Chapter 1
I didn’t mind it at all,” our visitor said gruffly but affably. “It’s a pleasure.” He glanced around. “I like rooms that men work in. This is a good one.”
I was still swallowing my surprise that he actually looked like a miner, at least my idea of one, with his big bones and rough weathered skin and hands that would have been right at home around a pick handle. Certainly swinging a pick was not what he got paid for as chairman of the board of the Continental Mines Corporation, which had its own building down on Nassau Street not far from Wall.
I was also surprised at the tone he was using. When, the day before, a masculine voice had given a name on the phone and asked when Nero Wolfe could call at his office, and I had explained why I had to say never, and it had ended by arranging an appointment at Wolfe’s office for eleven the next morning, I had followed up with a routine check on a prospective client by calling Lon Cohen at the Gazette, Lon had told me that the only reason James U. Sperling didn’t bite ears off was because he took whole heads and ate them bones and all. But there he was, slouching in the red leather chair near the end of Wolfe’s desk like a big friendly roughneck, and I’ve just told you what he said when Wolfe started the conversation by explaining that he never left the office on business and expressing a regret that Sperling had had to come all the way to our place on West Thirty-fifth Street nearly to Eleventh Avenue. He said it was a pleasure!
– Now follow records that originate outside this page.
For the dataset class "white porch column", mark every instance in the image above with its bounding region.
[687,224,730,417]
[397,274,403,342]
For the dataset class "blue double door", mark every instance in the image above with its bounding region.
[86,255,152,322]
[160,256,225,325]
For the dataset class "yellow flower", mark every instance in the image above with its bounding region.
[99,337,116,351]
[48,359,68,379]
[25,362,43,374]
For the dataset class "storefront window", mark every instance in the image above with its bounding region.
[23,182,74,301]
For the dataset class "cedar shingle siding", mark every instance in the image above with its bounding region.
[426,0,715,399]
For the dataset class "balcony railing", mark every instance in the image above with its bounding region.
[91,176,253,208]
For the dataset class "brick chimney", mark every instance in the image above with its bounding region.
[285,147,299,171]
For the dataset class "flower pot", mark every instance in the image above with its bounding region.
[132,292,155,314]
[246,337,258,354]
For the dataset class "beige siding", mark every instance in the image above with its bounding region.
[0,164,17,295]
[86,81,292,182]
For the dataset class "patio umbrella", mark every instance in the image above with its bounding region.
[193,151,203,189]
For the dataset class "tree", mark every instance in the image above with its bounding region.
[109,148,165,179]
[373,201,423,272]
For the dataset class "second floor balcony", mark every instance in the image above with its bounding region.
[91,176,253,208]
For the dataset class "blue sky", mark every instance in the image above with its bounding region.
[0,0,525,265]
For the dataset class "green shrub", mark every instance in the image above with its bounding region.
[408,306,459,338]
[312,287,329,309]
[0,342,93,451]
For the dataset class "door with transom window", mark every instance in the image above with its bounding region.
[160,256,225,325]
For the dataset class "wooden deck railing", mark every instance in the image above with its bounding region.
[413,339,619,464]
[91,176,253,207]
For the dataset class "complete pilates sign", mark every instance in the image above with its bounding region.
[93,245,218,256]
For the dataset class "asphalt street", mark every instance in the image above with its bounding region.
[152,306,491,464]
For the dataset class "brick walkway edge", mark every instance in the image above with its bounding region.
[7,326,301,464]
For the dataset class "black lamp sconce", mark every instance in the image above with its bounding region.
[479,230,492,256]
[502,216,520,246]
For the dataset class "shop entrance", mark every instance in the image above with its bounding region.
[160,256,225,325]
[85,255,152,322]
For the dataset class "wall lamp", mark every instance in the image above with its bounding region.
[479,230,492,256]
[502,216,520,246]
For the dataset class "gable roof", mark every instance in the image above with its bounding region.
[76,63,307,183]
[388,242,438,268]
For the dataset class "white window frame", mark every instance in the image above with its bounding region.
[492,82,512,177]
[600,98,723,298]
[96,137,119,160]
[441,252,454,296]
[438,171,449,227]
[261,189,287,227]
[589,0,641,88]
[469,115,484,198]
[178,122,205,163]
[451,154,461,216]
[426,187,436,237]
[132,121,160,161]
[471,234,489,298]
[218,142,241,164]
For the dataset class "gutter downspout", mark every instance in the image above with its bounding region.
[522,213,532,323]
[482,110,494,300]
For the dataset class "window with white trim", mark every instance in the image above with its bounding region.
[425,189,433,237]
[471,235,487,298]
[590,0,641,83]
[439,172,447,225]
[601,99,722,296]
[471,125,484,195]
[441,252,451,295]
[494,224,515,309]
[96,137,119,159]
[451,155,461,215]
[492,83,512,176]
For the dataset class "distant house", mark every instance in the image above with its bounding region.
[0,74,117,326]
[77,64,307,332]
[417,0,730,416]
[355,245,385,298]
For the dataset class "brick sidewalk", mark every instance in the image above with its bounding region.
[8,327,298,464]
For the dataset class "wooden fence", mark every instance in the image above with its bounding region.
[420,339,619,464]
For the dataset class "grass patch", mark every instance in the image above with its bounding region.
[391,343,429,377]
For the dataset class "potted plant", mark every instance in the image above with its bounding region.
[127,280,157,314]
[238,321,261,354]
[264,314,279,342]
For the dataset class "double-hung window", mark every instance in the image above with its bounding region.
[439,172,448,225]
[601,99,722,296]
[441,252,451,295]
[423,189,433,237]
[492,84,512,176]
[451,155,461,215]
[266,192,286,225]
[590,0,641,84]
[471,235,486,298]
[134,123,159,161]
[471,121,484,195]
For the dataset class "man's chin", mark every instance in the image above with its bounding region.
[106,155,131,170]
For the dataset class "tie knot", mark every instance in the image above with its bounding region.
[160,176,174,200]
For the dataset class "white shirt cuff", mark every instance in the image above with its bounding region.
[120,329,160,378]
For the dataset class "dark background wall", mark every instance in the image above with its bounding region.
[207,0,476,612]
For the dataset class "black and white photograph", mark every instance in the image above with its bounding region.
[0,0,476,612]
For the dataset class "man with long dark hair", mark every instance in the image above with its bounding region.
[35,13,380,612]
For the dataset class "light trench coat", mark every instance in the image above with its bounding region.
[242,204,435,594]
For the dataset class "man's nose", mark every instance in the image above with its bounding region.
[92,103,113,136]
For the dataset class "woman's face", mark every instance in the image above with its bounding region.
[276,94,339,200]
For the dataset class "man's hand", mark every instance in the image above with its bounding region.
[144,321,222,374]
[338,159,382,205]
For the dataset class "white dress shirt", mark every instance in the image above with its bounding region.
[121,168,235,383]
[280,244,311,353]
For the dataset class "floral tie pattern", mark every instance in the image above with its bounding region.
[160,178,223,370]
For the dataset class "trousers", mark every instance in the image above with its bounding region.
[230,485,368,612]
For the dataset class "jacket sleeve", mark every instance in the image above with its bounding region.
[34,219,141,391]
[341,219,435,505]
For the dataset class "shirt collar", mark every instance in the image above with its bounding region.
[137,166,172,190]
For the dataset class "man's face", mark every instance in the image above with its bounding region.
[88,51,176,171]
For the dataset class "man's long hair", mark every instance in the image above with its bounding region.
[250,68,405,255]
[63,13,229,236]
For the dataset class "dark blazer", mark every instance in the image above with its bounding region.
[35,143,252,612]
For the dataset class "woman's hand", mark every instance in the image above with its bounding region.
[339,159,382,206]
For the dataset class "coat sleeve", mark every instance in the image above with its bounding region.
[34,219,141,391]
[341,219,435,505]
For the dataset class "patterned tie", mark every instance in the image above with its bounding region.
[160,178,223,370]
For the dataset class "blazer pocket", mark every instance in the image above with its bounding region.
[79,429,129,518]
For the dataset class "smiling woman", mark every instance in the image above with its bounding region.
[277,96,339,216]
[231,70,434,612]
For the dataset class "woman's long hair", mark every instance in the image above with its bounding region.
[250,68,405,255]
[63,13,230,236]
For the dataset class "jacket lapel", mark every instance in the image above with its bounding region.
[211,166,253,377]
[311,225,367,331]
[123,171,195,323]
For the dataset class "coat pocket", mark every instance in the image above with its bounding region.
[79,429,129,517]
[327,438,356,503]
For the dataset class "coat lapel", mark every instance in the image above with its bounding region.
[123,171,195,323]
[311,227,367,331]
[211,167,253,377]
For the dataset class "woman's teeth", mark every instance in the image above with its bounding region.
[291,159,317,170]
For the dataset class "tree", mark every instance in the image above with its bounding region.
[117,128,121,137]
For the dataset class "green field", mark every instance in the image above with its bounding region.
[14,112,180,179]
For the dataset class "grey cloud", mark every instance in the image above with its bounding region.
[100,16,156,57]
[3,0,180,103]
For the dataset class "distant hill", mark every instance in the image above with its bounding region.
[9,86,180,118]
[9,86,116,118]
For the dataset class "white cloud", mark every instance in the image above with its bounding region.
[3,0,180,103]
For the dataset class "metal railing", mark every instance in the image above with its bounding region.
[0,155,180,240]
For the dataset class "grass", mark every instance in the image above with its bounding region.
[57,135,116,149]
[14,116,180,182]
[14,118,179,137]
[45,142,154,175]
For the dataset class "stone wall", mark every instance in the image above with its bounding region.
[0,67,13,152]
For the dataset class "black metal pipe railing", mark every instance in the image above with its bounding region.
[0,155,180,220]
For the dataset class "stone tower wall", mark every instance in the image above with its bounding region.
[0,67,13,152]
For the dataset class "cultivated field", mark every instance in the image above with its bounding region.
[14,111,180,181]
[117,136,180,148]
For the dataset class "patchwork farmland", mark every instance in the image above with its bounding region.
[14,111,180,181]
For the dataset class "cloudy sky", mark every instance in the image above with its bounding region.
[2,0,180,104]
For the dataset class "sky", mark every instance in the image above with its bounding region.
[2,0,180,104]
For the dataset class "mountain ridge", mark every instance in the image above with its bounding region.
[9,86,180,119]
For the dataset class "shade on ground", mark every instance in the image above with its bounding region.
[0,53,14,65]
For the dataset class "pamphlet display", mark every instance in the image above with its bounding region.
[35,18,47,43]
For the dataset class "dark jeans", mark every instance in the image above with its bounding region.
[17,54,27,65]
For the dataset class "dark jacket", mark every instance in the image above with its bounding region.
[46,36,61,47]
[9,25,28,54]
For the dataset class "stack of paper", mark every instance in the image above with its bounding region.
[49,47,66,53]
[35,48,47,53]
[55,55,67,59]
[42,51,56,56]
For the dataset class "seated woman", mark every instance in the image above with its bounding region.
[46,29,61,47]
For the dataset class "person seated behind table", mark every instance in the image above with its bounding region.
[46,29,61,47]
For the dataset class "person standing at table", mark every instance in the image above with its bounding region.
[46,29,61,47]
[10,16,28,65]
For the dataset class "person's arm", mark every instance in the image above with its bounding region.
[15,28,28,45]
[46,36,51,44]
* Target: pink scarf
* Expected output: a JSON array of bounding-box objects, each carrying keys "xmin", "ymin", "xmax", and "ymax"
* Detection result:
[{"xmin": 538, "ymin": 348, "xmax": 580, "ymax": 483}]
“It will do,” Wolfe murmured in a gratified tone. He was behind his desk, leaning back in his custom-made chair, which was warranted safe for a quarter of a ton and which might some day really be put to the test if its owner didn’t level off. He added, “If you’ll tell me what your problem is perhaps I can make your trip a good investment.”
Seated at my own desk, at a right angle to Wolfe’s and not far away, I allowed myself a mild private grin. Since the condition of his bank balance did not require the use of sales pressure to snare a client, I knew why he was spreading the sugar. He was merely being sociable because Sperling had said he liked the office. Wolfe didn’t like the office, which was on the first floor of the old brownstone house he owned. He didn’t like it, he loved it, and it was a good thing he did, since he was spending his life in it — except when he was in the kitchen with Fritz, or in the dining room across the hall at mealtime, or upstairs asleep, or in the plant rooms up on the roof, enjoying the orchids and pretending he was helping Theodore with the work.
My private grin was interrupted by Sperling firing a question at me: “Your name’s Goodwin, isn’t it? Archie Goodwin?”
I admitted it. He went to Wolfe.
“It’s a confidential matter.”
Wolfe nodded. “Most matters discussed in this office are. That’s commonplace in the detective business. Mr. Goodwin and I are used to it.”